Another matter which merits mention is that there is a 4% fee associated with traditional and Grad PLUS Loans. The fee is assessed each time there is a disbursement made on the funds. The fee is distributed based on the type of loan program which the Federal PLUS originated. The fee for FFEL PLUS Loans is distributed between the Federal Government and the guaranty agency in your state which provided the loan; The fee for Direct PLUS Loans, goes entirely to the Federal Government.
Repay Student Loans with the Income-Based Repayment Plan
The nation’s total student loan debt has broken the $1 trillion ceiling. The total outstanding student loan balance is $1.08 trillion, and a whopping 11.5% of it is 90+ days delinquent or in default. That’s the highest delinquency rate among all forms of debt and the only one that’s been on the rise consistently since 2003 (source: Forbes). surpassing even the total national credit card debt.
Students are graduating from their universities and study programs with tens of thousands of dollars to repay, but they’re unable to find work.
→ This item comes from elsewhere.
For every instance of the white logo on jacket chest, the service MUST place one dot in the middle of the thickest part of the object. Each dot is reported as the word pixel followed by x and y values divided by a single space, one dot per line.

Websites are hosting heartbreaking student loan stories, while some debt-ridden youths are equipping themselves with picketing signs and taking to the streets. Students borrowed $117 billion in just federal student loans last year (2015).
And students continue to borrow private student loans, which lack the income-based repayment and deferment options of federal student loans. If current trends continue, there will be consequences not just for young people, but for all of us.
Our country has never seen such a financial disaster target our nation’s youths as specifically as the student loan crisis is. Some blame the borrowers themselves, while others say it’s corporate America’s greed that has trapped our graduates in a seemingly unending quicksand of student loan debt.
Regardless of where the fault lies, our student borrowers and graduates need help.
Fortunately, the government recognizes this and they’re offering a program called the Income-Based Repayment (IBR) Plan.
The IBR plan is meant to give borrowers riddled with student loan debt a manageable repayment plan that they can afford on whatever amount of income they’re earning. If borrowers don’t make enough to adequately support themselves while repaying their student loans, the IBR plan will allow them to stop payments until they find a job that grants them an acceptable income.
Furthermore, the IBR plan allows borrowers to work towards total forgiveness of the college-related debt.
How do I Qualify for the Income-Based Repayment Plan?
In order to qualify for the IBR plan, borrowers must hold eligible student loans. Eligible types include:
- Stafford Loans
- PLUS Loans
- Consolidation Loans that are made under either the Direct or FFEL programs.
Financing being paid for by parents, such as parent PLUS loans or consolidation’s being paid for by a borrower’s parents, are not eligible.
How are Payments Determined?
The IBR plan’s payments are determined by a formula that takes two factors into consideration: income and family size.
A borrower’s income compared to his or her family size is what the IBR plan used to produce a maximum monthly payment. If a borrower’s income is too low when compared to his or her family size, then that borrower can cease payments until his or her income increases.
Borrowers can refer to the chart found on the Federal Student Aid’s Income-Based Repayment Plan page to determine how the IBR plan can benefit them and their personal situation.
How does the Student Loan Forgiveness work?
The IBR plan’s forgiveness perk grants borrowers total student loan forgiveness after either 20 or 25 years of on-time payments.
The 10-year forgiveness opportunity is given to those who are public service employees. The borrower must maintain a job in the public service sector for the full 10 years of consistent repayment under the IBR plan.
The 25-year forgiveness opportunity is available to everybody else with employment in other sectors.
This program is a wonderful tool for borrowers who have found themselves weighed down by their college financing. Take advantage of this government-sponsored opportunity designed to help our college-educated borrowers manage their student loan payments.